I just got back from Reykjavik, where I spent a week teaching the American legal system and American Constitutional Law at the University of Iceland. My thirty-three students were mostly Icelandic, but several were from other countries, including Switzerland, Poland, Belgium, Norway, and France. Fortunately for me, they speak English.

My course was for credit, meaning that after sitting through twelve lectures, the students had to take an exam. One of the exam questions asked the students to identify the Supreme Court case they considered most interesting and to explain why.

The first case I taught was Dred Scott v Sandford, the 1857 decision in which the Supreme Court ruled that Scott could not seek his freedom in federal court because neither he nor any other slave or descendants of slaves qualified as a “citizen.” Abraham Lincoln called the decision an “astonisher,” and it is generally regarded as the worst decision in the history of the Supreme Court.

Several students chose the Dred Scott case as most important. They saw Dred Scott not just as a party in a lawsuit but as a human being. One wrote that she could not “imagine that the right of being a citizen could be doubted because of his skin color.” “It’s strange,” she continued, “that before I took this class I had never heard of this case before! And now, for four whole days, I can’t think of anything else.” Another student was puzzled by “how vitriolic the mindset of the legal system must have been at the time.” Yet, noted another, the case shows that “leaving aside the notion of one being able to own another person, through the bad or wrong decisions the rule of law can progress.” A student said she was “glad to hear that it is ‘the worst case’ in America.”

Brown v. Board of Education, the 1954 school desegregation case, was also a popular choice. “I love that case,” a student wrote. “I found it really interesting that the same body that created the 14th Amendment, overruling Dred Scott, and then also made law to separate people by color [in schools].” Another student was struck by “how legal ‘facts’ are in essence sensitive to the moral and social practices of the times,” and by the “vivid contrast between originalist interpretation in constitutional law and the ‘living document’ approach.”

Several students picked the Court’s free speech cases. A French student was “very surprised, in a good way, by the decision to consider burning a flag being a form of speech.” Another student thought it was “really smart” of the Court in New York Times v.

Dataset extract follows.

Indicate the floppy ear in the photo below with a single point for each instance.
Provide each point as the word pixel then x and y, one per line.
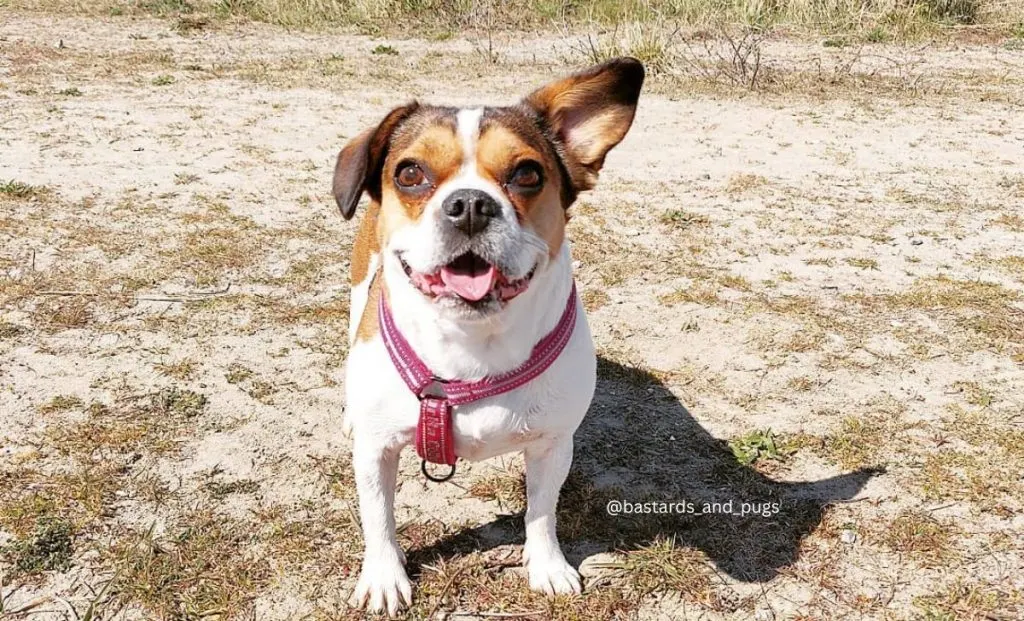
pixel 589 113
pixel 359 163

Sullivan to create “a dichotomy between public figures and private ones” in defamation cases. The Citizens United decision did not come off so well. “I think there should be a ‘cap’ on donations,” wrote an Icelandic student. “I look forward to watching if it will be overruled in the future.” A student majoring in both political science and law” was “shocked, amazed, angry, sad and more to see how much money rules politics.”

Our class spent considerable time discussing human rights decisions. “The right to marry whomever you love has always hit home,” one of my Icelandic students wrote, adding that she “never in a million years expected the outcome of the Obergefell case.” “I don’t think I will ever forget the day your fine country finally put everyone on an equal footing with regards to marriage.” Although one student was impressed by Chief Justice Roberts’s view that the gay marriage issue should be decided by the people, not by the Court, he “couldn’t help but be mesmerized with Justice Kennedy’s words on the importance of marriage in society.”

My hours in the classroom, and reading the students’ exam answers, were pure pleasure.  As usual, I learned more than I taught.